One big question that runs through my research is the contraposition of wage inequality and wage equality. At first, it seems like a very simple, nearly trivial point. Let me expand on it.
We all know that wages, by employer's request, have the tendency to move towards marginal productivity. However difficult to calculate, the difference between a brilliant order of one engineer and a stupid order of another one is more important than between a brilliant operation of one manual worker and a stupid operation of another worker. Hence, the good engineer gets paid a lot. This is in accordance with the demand for bright people in management, while manual workers have a whole army of unemployed equally unschooled workers that cause a surplus offer. Therefore, for each segment in the workforce, there is an optimal wage.
Ever since
2006, however, the world has discovered externalities. Externalities come in between seemingly Pareto efficient deals, such as the one discribed above. Would it be possible that two segments in the workforce are both better off if government intervenes?
Wilkinson & Pickett believe so: inequality has a price. That price is to be paid by all, also by the rich. In so far that the underclass or precariat causes trouble, this price goes up. This is no moral position at all, I confess, but it may be a very convincing one.
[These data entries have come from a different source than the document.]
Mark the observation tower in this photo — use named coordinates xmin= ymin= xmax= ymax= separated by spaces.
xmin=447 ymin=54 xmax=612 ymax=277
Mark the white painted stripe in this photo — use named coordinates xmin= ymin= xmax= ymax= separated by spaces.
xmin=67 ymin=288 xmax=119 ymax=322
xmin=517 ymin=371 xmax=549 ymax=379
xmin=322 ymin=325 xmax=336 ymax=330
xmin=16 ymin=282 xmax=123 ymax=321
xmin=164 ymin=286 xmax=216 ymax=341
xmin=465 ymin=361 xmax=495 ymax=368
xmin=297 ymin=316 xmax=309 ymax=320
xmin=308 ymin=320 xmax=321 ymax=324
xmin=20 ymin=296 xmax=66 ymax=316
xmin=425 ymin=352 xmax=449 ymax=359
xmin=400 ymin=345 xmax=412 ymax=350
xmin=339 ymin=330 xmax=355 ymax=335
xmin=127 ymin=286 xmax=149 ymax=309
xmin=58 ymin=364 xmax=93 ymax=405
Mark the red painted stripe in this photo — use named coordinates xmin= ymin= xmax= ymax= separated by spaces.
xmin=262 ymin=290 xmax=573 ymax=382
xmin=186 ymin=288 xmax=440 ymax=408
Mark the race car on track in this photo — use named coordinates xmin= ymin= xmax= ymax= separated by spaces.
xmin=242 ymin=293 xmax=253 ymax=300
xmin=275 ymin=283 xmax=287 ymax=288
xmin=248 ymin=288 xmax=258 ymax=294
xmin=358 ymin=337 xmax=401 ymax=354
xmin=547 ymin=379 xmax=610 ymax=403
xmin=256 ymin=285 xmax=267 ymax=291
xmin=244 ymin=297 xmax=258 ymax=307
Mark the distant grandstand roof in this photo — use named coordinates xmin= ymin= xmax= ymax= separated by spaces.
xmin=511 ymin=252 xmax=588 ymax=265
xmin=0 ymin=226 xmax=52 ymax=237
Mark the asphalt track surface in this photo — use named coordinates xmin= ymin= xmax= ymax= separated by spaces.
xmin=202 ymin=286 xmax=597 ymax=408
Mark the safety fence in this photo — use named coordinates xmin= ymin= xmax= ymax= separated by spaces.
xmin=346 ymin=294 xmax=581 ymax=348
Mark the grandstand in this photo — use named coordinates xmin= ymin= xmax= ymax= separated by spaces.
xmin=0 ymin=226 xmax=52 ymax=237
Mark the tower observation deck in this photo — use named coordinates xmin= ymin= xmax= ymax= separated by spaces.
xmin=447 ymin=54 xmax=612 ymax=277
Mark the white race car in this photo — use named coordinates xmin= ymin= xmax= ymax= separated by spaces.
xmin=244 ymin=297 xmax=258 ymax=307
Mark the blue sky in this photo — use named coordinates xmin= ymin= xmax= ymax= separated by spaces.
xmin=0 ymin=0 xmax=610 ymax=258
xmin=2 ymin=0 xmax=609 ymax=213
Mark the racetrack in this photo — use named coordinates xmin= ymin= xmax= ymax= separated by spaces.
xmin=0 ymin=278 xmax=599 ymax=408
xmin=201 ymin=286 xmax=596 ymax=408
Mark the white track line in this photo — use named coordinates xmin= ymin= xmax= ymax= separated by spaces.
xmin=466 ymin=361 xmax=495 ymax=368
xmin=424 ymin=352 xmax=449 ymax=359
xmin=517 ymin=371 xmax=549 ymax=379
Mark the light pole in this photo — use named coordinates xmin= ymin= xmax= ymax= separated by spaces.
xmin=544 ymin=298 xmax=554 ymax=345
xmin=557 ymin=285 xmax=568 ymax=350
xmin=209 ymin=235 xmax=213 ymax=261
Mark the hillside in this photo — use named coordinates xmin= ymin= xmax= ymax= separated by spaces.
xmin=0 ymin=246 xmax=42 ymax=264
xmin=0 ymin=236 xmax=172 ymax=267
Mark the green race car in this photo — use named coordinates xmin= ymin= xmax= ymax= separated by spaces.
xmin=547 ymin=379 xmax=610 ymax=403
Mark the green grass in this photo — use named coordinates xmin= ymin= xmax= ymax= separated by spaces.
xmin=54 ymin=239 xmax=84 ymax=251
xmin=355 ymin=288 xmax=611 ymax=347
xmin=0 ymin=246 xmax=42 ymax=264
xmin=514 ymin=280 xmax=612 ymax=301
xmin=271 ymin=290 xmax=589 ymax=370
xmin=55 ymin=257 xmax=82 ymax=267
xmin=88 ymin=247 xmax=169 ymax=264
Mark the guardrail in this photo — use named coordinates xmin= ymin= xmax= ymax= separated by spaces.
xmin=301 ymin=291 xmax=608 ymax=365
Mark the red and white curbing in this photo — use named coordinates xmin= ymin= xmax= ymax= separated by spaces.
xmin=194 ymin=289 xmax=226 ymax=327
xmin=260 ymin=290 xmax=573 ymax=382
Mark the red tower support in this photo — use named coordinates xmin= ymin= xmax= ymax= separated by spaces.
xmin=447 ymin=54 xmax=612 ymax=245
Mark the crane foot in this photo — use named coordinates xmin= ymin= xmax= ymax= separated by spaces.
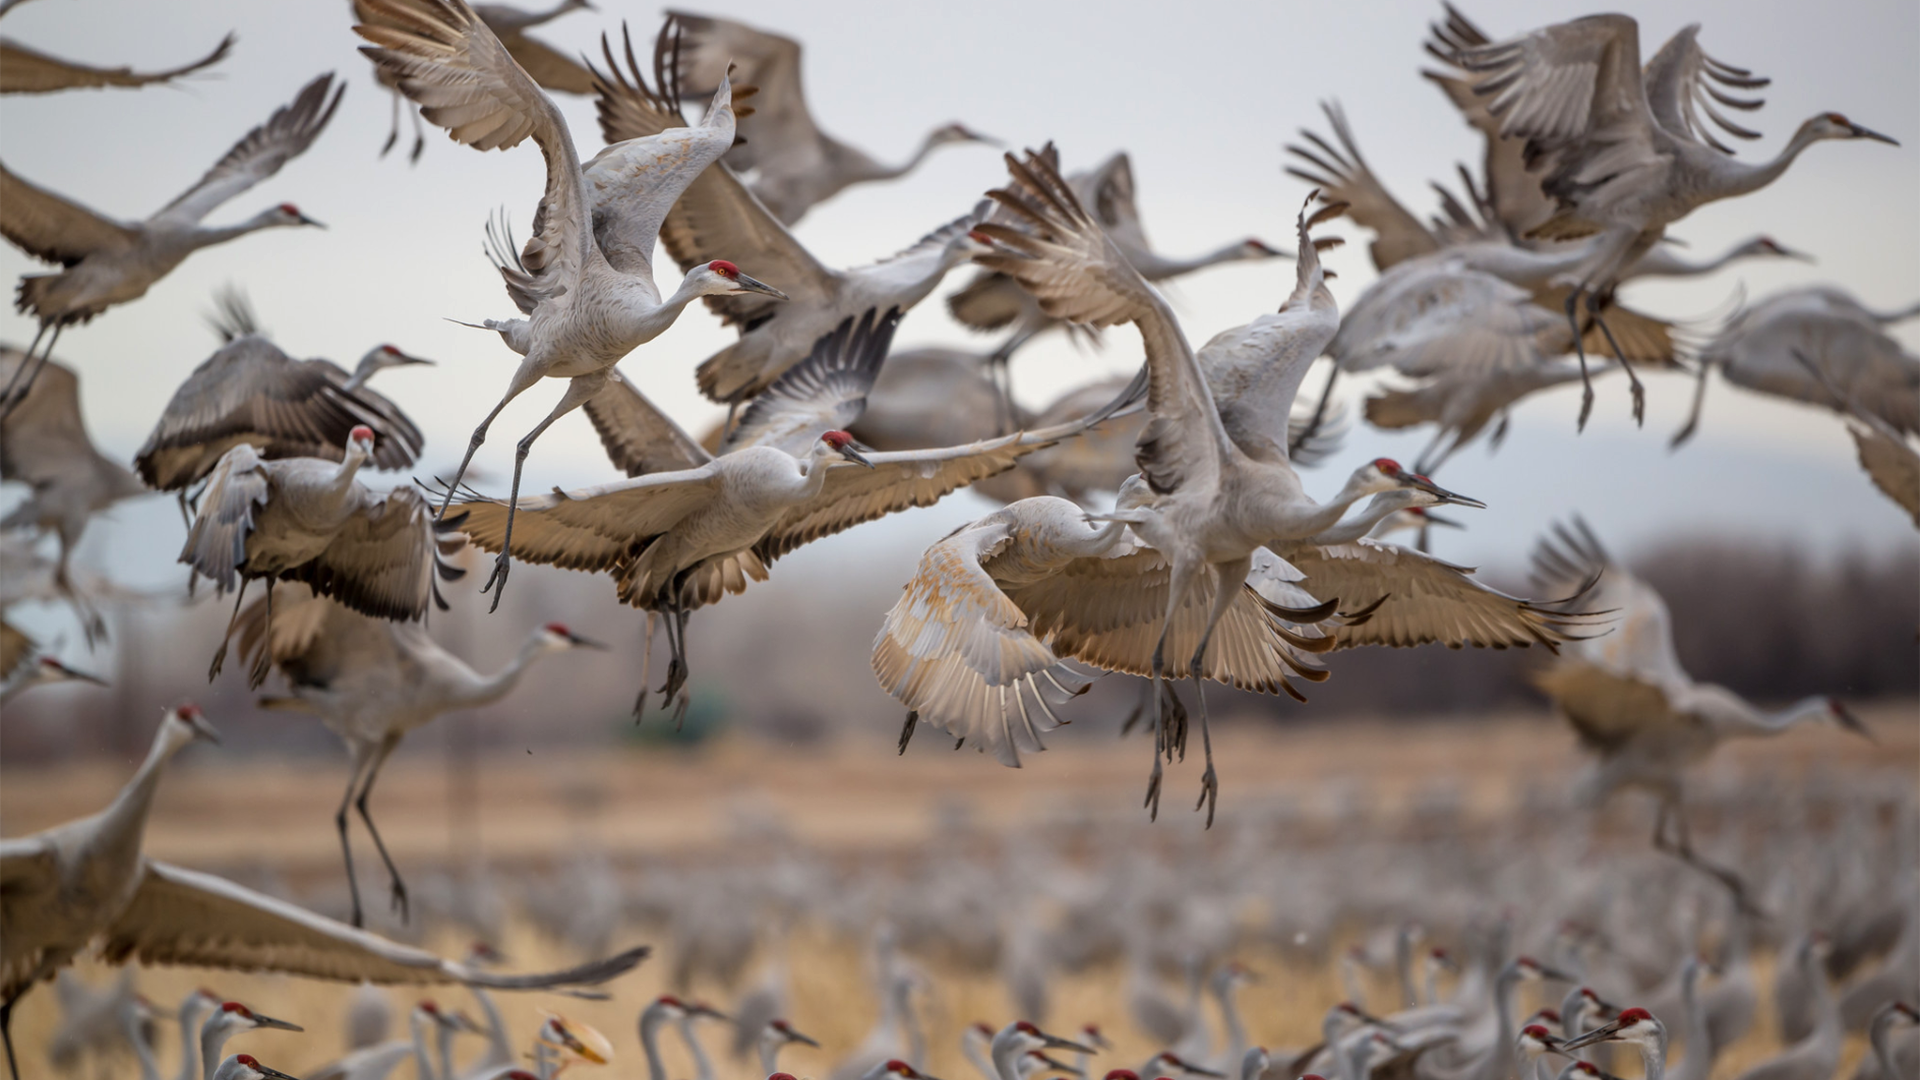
xmin=1576 ymin=386 xmax=1595 ymax=433
xmin=390 ymin=878 xmax=410 ymax=922
xmin=1630 ymin=381 xmax=1646 ymax=428
xmin=898 ymin=711 xmax=918 ymax=755
xmin=1195 ymin=763 xmax=1219 ymax=829
xmin=481 ymin=553 xmax=511 ymax=613
xmin=1144 ymin=759 xmax=1163 ymax=822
The upper segments will profit from having a lower wage, if it smoothens differences in society. Of course, the underclass gets leveled up, which may equally improve happiness and even provide chances for development. In the end, there will be a Pareto efficient equilibrium in some degree of wage inequality way less than the one based on marginal productivity.
Now there is a paradoxical complication in this reasoning: what is the optimal choice when the underclass causes trouble. One can suppress the consequences or the causes, and be indifferent between both options. For example, the upper class can demand a higher wage to compensate for increasing insecurity and the need to have private surveillance. This will actually be the first idea from a free riding micro perspective. It will fail for two reasons:
- The need to be surrounded by guards implies the cost of individual freedom in all cases. In a way, one could however still say that one can be bribed to accept this cost.
- Wages rise far above marginal productivity, which should be compensated by wages far below marginal productivity for lower skilled workers. This will however create ever more trouble, so that this solution is not stable.
In my view, therefore, there is a rational foundation for more equality, which may be the subject of specification in further research. I hope social sciences one day will be able to bring one and one together on this matter.